Глупее фразы невозможно было придумать, но шофер смахнул пот со скуластенького лица, сообразительными глазами сверху вниз скользнул по фигуре Александра, на секунду оценивающе ощупал взглядом его ордена, забинтованную руку и спрыгнул на землю, стукнув в асфальт растоптанными «кирзачами», крепенький, должно быть, расторопный сержант из фронтовых шоферов, подвозивших боеприпасы на передовую.
— А почему не покурить?

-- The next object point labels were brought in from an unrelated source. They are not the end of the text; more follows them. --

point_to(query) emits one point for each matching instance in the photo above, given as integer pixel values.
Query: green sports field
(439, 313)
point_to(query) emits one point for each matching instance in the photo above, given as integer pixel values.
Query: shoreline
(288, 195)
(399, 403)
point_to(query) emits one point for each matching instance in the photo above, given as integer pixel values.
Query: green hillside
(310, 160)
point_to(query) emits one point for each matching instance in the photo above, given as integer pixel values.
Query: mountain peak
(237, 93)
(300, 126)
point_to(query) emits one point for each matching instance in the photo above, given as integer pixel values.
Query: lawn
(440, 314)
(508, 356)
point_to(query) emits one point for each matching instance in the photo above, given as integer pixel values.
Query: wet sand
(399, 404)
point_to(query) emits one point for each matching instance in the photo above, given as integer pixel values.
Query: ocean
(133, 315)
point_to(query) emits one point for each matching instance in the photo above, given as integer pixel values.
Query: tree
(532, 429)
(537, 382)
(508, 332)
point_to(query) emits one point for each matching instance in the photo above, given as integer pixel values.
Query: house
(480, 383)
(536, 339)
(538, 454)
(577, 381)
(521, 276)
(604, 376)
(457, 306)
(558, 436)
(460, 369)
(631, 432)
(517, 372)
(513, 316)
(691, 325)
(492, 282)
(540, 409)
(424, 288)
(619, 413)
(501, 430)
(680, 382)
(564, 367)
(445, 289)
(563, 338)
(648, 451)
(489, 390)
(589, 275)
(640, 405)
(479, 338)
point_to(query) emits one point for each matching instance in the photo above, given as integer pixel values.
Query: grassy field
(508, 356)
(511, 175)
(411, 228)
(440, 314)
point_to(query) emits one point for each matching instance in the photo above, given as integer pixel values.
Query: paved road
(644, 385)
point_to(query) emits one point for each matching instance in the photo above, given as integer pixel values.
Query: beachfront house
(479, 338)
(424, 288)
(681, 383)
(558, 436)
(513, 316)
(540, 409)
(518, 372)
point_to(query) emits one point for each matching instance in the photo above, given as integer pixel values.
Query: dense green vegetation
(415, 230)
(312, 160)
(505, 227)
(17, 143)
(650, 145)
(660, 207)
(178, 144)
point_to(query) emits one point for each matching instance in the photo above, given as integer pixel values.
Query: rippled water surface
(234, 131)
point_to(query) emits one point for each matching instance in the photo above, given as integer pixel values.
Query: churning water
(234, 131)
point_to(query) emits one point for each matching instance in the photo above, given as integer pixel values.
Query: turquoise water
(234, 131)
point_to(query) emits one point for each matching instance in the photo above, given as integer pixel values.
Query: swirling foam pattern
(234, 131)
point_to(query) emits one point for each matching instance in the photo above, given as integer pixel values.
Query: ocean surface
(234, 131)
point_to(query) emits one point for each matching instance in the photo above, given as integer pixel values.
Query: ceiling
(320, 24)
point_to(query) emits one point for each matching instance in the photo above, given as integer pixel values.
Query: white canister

Возражениев нет! Курить — не дрова рубить! — одобрил он, похохатывая, и скомандовал немцам: — Хальт! Раухен! Гут!
По этой команде немцы моментально прекратили работу, с субординационной предупредительностью выпрямились подле досок, при виде Александра выказывая солдатскую выправку, вероятно, по орденам, по кителю угадав в нем офицера.
— Гутен таг, — кивнул Александр, спешно вспоминая немецкие слова, оставшиеся от школы и от примитивного общения на фронте с захваченными «языками». — Неймен зи плац. Битте, раухен. Битте, папиросен.
Немцы не садились и не притрагивались к пачке предлагаемых папирос. Они не отводили глаз от его забинтованной руки, в глазах их было выражение почтительного сочувствия. Максим сказал:
— Вышколенные ребята.
— Садись, садись, перекур, говорят! Русского языка не понимаете, гансики? Орднунг ист орднунг. Порядок. Бери папиросы, ежели угощают. Битте, хрените, данке, хренанке! — покрикивал шофер, по приятельски моргая немцам, и бесцеремонно вытянул ногтями папиросу из пачки Александра, следом потянулись к папиросам и пленные. — Человеческое отношение понимать надо! — продолжал он задушевно. — Не хухры-мухры! Эти не как вы нас в лагерях гноили! Мы — люди добрые, незлые!
— Подождите со своей добротой, — возмутился Максим. — Знаете, слюнявую доброту к чертям собачьим! Нам поговорить с ними надо!
— Не серчай, парень, на дыбки не вставай, я-то свой никак.
— Зетцен зи, битте, камараден. Садитесь, пожалуйста, камарады, — приказал Александр ровным голосом.
Немцы наконец сели на доски, и Александр, для удобства разговора устроившись напротив, спросил, подыскивая некогда заученные фразы:
— Ви гейт ее? (Как поживаете?) Антвортен зи курц. (Отвечайте коротко.)
Не отвечая, пожилой, вялоглазый немец курил, горбя спину, его по-гусиному длинная шея, поросшая волосами, желтое продолговатое лицо были унылыми, как у человека, снедаемого тоской; в нем, видно, гнездилась то ли изгрызающая его болезнь, то ли тоска по дому, по семье, по свободе — все проступало в облике этого нездорового, крайне уставшего человека.
«Есть ли смысл с ним говорить? — засомневался Александр. — От таких „языков“ не было проку. Где воевал вот этот второй немец, смуглый, плечистый?» И Александр спросил его:
— Дранг нах Москау?
— Наин. Нихт ферштеен. Не понимайт, — четко ответил смуглый и жадно затянулся, задержал дым в выпуклой груди.